Earth and Mars interior structures set by re-melting of the first solid mantle
Antonio Manjón-Cabeza Córdoba, Maxim D. Ballmer, Oliver Shorttle
TLDR
This paper explains why Mars has a basal silicate layer from magma ocean re-melting, unlike Earth, due to differences in planetary size and iron enrichment.
Key contributions
- Explains why Mars has a basal silicate layer from magma ocean re-melting, while Earth does not.
- Mantle melts buffer magma ocean composition, limiting iron enrichment and density of overturned layers.
- Buffering is more efficient in larger planets (Earth) and less iron-enriched planets.
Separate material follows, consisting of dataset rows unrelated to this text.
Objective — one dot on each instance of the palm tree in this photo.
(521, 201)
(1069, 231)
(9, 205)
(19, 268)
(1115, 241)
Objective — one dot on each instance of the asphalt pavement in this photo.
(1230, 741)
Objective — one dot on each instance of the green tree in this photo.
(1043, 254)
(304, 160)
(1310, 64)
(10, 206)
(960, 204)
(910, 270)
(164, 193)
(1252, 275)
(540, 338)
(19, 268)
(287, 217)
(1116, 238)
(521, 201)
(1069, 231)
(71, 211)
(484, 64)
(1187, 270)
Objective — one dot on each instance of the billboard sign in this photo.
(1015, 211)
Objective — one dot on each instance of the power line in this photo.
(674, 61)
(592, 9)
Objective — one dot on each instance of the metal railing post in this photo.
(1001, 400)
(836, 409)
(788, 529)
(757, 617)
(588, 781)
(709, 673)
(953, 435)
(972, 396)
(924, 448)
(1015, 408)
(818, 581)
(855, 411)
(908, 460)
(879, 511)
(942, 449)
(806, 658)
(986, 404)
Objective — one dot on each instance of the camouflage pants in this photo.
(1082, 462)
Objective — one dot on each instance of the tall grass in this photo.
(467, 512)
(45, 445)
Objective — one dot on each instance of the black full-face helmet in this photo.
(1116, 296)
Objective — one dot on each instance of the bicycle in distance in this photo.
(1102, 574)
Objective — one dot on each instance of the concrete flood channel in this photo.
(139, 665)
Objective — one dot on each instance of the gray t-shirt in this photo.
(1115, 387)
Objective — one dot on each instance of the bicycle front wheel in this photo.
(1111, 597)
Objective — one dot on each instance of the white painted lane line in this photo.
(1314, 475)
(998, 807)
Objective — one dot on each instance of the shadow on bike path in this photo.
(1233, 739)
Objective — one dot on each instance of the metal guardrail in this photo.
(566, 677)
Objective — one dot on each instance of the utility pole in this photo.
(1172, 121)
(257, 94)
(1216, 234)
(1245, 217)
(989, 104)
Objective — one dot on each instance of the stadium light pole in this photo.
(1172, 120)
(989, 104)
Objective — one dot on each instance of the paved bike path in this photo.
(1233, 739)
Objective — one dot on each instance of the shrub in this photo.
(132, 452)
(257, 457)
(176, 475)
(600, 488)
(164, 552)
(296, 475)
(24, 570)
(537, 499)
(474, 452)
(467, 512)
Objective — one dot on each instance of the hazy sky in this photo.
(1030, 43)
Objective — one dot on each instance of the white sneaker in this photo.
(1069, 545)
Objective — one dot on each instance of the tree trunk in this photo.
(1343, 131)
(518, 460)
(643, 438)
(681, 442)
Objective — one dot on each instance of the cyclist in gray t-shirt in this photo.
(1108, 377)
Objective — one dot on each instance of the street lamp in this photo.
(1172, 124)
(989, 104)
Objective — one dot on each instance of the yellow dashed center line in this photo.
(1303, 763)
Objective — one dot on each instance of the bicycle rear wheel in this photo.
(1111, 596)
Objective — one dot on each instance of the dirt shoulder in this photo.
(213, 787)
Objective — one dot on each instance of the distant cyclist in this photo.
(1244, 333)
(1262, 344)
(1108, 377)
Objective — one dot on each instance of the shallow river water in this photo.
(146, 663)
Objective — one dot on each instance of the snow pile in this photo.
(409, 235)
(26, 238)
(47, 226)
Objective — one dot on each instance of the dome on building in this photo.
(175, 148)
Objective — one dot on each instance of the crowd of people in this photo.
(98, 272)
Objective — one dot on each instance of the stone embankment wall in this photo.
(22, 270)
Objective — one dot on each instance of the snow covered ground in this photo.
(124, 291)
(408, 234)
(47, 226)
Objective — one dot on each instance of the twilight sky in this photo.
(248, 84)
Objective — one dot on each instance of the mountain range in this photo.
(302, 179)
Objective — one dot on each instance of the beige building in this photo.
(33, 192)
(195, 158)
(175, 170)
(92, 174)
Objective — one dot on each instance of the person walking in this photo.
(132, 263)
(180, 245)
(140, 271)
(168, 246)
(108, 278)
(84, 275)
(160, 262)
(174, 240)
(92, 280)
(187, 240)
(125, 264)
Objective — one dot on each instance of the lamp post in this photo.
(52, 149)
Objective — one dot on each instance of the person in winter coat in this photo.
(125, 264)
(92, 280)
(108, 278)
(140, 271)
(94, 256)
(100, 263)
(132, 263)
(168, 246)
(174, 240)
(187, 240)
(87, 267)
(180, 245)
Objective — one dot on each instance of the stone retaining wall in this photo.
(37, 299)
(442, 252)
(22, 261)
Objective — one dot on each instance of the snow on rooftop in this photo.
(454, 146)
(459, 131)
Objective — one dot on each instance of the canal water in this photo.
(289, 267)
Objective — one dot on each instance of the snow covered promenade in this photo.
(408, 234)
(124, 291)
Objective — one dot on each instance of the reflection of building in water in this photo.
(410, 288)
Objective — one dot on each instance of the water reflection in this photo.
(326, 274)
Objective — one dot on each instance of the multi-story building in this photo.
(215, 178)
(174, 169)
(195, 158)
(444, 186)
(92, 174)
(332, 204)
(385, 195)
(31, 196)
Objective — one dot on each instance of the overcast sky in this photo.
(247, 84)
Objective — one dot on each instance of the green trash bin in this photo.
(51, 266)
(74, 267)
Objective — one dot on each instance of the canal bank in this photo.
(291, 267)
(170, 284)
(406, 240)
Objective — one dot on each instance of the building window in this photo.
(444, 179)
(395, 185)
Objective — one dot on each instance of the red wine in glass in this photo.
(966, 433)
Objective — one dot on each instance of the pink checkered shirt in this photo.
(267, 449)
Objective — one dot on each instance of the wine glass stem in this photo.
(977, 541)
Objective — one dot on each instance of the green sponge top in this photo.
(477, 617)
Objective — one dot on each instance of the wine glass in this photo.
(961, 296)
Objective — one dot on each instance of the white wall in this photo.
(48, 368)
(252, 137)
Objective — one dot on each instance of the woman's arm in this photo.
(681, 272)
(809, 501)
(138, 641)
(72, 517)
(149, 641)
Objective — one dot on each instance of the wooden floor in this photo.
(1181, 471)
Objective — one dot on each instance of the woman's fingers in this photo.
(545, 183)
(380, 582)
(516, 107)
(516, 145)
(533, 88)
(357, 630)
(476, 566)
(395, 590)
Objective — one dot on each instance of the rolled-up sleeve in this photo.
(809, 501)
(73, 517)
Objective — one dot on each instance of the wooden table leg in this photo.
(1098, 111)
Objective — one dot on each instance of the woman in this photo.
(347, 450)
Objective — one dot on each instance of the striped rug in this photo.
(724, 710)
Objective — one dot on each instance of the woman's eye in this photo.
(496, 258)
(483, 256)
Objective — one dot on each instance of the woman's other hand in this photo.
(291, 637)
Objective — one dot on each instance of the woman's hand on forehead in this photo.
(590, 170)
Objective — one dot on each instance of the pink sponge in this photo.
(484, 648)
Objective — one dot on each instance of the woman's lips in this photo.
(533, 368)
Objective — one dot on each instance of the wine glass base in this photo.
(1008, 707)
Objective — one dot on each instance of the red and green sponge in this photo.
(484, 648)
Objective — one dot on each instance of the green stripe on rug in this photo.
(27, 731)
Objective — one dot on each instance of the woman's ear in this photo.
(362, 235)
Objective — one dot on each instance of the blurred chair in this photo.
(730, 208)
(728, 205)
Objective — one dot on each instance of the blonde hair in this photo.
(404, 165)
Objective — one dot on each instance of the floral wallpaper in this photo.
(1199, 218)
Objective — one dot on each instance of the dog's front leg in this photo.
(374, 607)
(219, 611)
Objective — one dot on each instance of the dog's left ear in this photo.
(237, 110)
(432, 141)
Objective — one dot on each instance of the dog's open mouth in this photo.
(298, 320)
- Predicts a dichotomy in exoplanet structures: small, stratified vs. large, homogeneous mantles.
Why it matters
This study resolves a long-standing discrepancy in the interior structures of Earth and Mars regarding basal mantle layers. It offers a new parameterized-convection model to explain these differences based on magma ocean re-melting. The findings also predict a dichotomy in exoplanet interior structures, guiding future research.
Original Abstract
Magma ocean crystallisation sets up the early structure and long-term evolution of terrestrial planets. Recent seismic evidence signals the presence of a silicate layer at the base of Mars' mantle. Magma-ocean crystallisation and subsequent overturn has been invoked as a hypothesis for this layer's origin. However, while a magma ocean existed in both Earth and Mars, there is no seismic evidence for a basal layer in present-day Earth. In this study, we apply a parameterized-convection model to study whether the effect of partial melting in the growing mantle on overlying magma ocean composition can explain this discrepancy. Melts from the mantle buffer the crystallising magma ocean, limiting progressive differentiation, iron enrichment and the density anomaly of the overturned layer. This buffering is more efficient for larger planets with more vigorous mantle convection and for planets that are originally less enriched in iron. Consequently, a shallow magma ocean is more iron enriched and denser on Mars than on Earth, providing an explanation for the Mars-Earth difference in present-day structure of the mantle. We also predict a dichotomy in terrestrial-exoplanet interior structures, with a population with small, stratified mantles and another with large, mostly-homogeneous mantles.